Museums sometimes seem out of the mainstream, preserving artifacts from places, cultures and times that may seem distant. But the moments they preserve are vital to understanding how the world changes. I for one am eternally grateful for museums and the people who work in them. They increase our knowledge and broaden our view of the world.
I recently read that some museum staff members in many cities are unionizing amid complaints that they do not get paid enough for their work. All of us who care about preserving our society and enriching our lives ought to support funding for museums and their workers. They make our lives better by showing us where we have been and how we got to where we are now.
The United States Women’s Soccer team earned a well-deserved surge of publicity this week when it returned to New York as world champions for the fourth year in a row. Thousands of girls around the country undoubtedly watched the welcome parade and dreamed of a possible future for themselves as they celebrated the women’s victory. But we should remember that the women have still not won their struggle to get pay equal to male soccer players. It has taken a century for women athletes to get as far as this, but there is still work to be done.
Over the years women have been pressured to stay out of sports and let the men do all the active work and get all the credit. The Olympic Games have only slowly and reluctantly welcomed women into competition. America’s first female Olympic champion was Margaret Ives Abbott. She was a young society woman from Chicago who played golf for pleasure and was very good at it. In 1900, she was in Paris studying art and heard there was a golf contest, so she signed up. That was the first year that golf had been part of the Olympic program and for a many years it was the only time. Not until 2006 was golf reintroduced as an Olympic sport. Margaret Abbott may have been a champion, but scarcely anyone noticed her achievement.

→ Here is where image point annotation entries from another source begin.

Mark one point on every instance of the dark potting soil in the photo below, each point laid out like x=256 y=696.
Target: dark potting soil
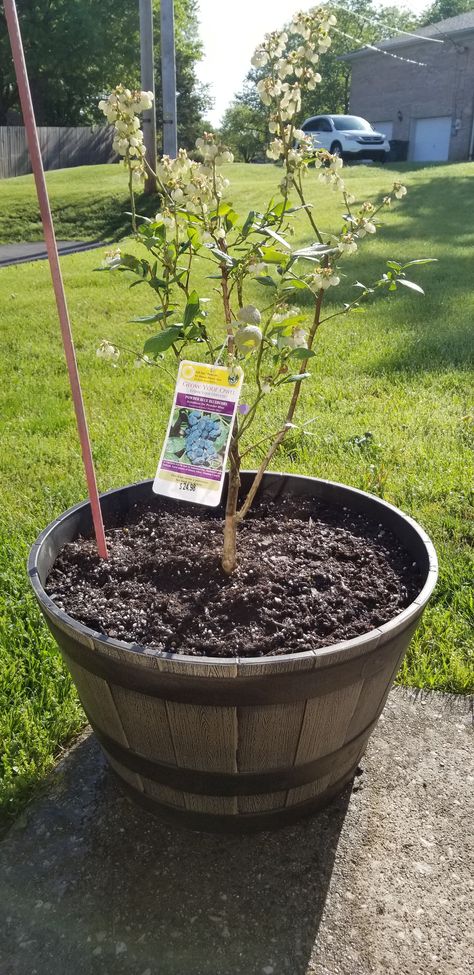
x=309 y=575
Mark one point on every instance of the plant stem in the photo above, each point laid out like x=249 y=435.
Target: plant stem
x=229 y=550
x=280 y=436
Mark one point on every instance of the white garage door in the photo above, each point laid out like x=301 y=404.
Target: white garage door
x=385 y=127
x=431 y=142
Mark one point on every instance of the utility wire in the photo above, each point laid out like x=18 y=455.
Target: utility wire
x=379 y=50
x=397 y=30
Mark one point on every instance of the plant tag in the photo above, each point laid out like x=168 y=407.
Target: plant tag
x=193 y=459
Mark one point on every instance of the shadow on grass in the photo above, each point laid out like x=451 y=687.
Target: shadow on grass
x=104 y=219
x=124 y=889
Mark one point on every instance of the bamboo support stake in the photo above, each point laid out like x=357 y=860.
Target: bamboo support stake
x=58 y=285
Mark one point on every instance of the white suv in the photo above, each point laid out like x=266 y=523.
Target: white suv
x=348 y=136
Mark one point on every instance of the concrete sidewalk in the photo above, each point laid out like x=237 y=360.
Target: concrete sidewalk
x=380 y=883
x=22 y=253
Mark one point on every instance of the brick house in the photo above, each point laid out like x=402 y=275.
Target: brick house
x=428 y=106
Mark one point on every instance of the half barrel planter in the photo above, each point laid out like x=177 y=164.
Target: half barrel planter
x=234 y=743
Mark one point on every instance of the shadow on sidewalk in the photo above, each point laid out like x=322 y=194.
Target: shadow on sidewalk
x=91 y=884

The first time the Olympic Games were held in the United States—in St. Louis in 1904—the only sport open for women was archery. Those games were among the most informal and disorganized of games because very few athletes were willing to make the long trek to St. Louis to participate.
As the twentieth century went on, more and more women took up athletics and lobbied for a chance to compete in the Games. Some of the obstacles for women athletes were bizarre. In 1912 when the Games were held in Stockholm, women were allowed to participate in swimming, but America did not send any of its female swimmers. The reason? American organizers would not allow women to compete in any sport in which they could not wear long skirts. Although, as you can see from this picture, the swimsuits of 1912 were very modest by today’s standards.

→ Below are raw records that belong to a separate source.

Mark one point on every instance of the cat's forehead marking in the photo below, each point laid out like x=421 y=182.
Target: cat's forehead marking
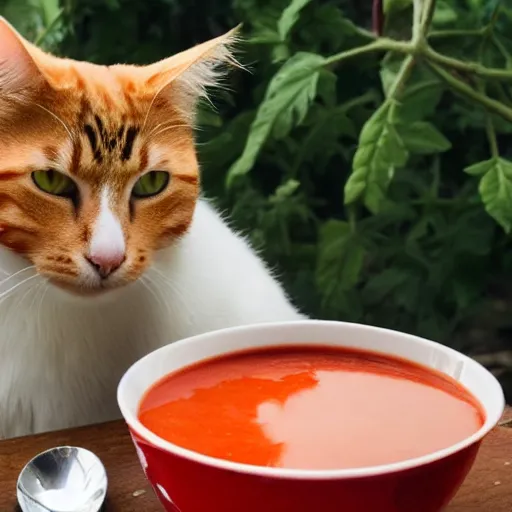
x=110 y=140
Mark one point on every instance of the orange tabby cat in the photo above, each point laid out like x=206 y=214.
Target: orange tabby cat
x=99 y=199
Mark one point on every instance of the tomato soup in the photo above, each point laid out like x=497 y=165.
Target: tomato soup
x=310 y=407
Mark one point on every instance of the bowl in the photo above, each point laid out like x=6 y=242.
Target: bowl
x=186 y=481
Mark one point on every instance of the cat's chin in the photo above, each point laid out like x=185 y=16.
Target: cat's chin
x=87 y=294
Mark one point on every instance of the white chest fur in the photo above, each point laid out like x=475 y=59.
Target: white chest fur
x=61 y=357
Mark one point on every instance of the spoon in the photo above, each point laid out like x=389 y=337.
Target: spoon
x=63 y=479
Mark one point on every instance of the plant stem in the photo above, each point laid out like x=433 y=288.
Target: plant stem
x=367 y=97
x=44 y=34
x=382 y=44
x=491 y=135
x=501 y=48
x=401 y=78
x=468 y=67
x=440 y=34
x=427 y=15
x=464 y=90
x=416 y=20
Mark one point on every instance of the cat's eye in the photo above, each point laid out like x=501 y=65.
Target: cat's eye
x=55 y=183
x=151 y=184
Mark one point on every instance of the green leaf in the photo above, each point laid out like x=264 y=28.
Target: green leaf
x=496 y=189
x=284 y=191
x=290 y=16
x=327 y=126
x=423 y=138
x=384 y=284
x=381 y=150
x=340 y=259
x=420 y=100
x=480 y=168
x=286 y=104
x=444 y=13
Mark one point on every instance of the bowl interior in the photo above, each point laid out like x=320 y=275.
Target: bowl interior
x=143 y=374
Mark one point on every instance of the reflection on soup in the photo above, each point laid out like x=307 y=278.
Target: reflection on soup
x=310 y=407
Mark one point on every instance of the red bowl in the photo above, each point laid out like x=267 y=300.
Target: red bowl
x=186 y=481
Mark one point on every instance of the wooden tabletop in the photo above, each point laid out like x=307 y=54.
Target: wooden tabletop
x=489 y=486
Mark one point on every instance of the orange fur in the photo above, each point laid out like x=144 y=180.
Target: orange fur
x=101 y=126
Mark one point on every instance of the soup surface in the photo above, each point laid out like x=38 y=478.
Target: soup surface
x=310 y=407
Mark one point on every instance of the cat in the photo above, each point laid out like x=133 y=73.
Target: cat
x=107 y=250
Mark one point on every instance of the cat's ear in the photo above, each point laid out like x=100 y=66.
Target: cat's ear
x=184 y=78
x=18 y=70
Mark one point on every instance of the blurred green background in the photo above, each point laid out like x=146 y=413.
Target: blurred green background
x=411 y=230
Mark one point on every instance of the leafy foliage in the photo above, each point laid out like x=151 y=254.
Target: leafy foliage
x=341 y=155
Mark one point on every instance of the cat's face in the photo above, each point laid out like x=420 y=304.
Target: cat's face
x=98 y=168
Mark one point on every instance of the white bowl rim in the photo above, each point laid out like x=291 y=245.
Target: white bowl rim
x=150 y=438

Now at last the Olympic organization is working to make sure the 2020 Games will be equally divided between male and female athletes. This chart shows how the number of women participating and the sports they have chosen have changed over the years.
Professional sports seems to be a last bastion where women athletes are treated unfairly with lower salaries and fewer perks. Now that the excitement of the World Cup is over, let’s not forget Megan Rapinoe and the rest of the team. As their fight for equal pay fades from media coverage, we need to keep reminding the U.S. Soccer Federation and other overlords of athletic organizations that women do care about sports and we want to support women athletes.